Compare checkbox with boolean

Hi!

I have a form with a checkbox called “status” which is a boolean in the database.

In my controller’s update action I want to check if the checkbox has changed. Something like this:

if @item.status != params[:item][:status] params[:item][:position] = nil

end

But this doesn’t work as the params[:item][:status] is “0” (an int as a string)

And the @item.status is false/true (a bool)

I have tried to use the .to_i on the status param to make it into an int, but it still doesn’t work. I guess there is no .to_bool? :slight_smile:

So, how do I do this comparison? I’m new to Rails and these small things makes be a bit puzzled :slight_smile:

Tried to use .to_i on the both?

Yes, it gives me this error:

NoMethodError (undefined method `to_i’ for false:FalseClass):

Try @item.status != !params[:item][:status].to_i.zero?

Yes, ended up doing this: !@item.status != params[:item][:status].to_i.zero?

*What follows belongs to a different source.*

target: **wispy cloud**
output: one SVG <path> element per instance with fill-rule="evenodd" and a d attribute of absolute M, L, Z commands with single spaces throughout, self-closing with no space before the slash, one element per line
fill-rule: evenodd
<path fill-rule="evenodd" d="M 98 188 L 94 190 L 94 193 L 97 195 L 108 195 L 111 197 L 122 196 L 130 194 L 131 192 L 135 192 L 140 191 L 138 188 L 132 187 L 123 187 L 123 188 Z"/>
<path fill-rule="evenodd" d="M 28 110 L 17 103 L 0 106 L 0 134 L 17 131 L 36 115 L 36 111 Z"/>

But it looks very ugly to me…

after update do

if @item.status_changed? ...

Hmm, that seems to always return false over here.

I tried this: update_was_successful = @item.update_attributes(params[:item]) puts @item.status_changed?

Which outputs false, always. The weird thing is that it prints that before the update is shown in the console. I guess that is why it’s always false.

Isn’t the update_attributes method updating the item right away?

Since the params will give you either "0" or "1" as a string, and since you are trying to equate "0" (string) to "false" (boolean), why not set a variable equal to "true" or "false" based on the params? Try:

if params[:item][:status] == "0"   bool = false else   bool = true end

or,

bool = (params[:item][:status] != "0")

You can then compare bool to your boolean.

Yes, but that doesn’t look very good either. Not much better than doing this I’m afraid:

!@item.status != params[:item][:status].to_i.zero?

Or put something like this in an initializer:

Or this may be helpful:

def convert_to_boolean(value)   return [true, "true", 1, "1", "T", "t"].include?(value.class == String ? value.downcase : value) end

No, you really shouldn't be doing that in the controller. You almost certainly want to do this in a before_save (or possibly before_validation) callback on the MODEL.

Several reasons:

- it's a best practice to keep business logic in the model ("fat model / skinny controller")

- inside the model callbacks, you've got access to both typecast data (the incoming status will already have the right type) and the _changed? predicate. For instance, your code could be shortened to:

class Item < ActiveRecord::Base

  before_save :update_position

  def update_position     self.position = nil if status_changed?   end

end

Not only does it avoid the messy conversion, it (IMHO) is far more readable.

--Matt Jones

That is very true. Thank you for that!

I ended up changing the behavior though, so I didn’t need to check if the status had changed at all.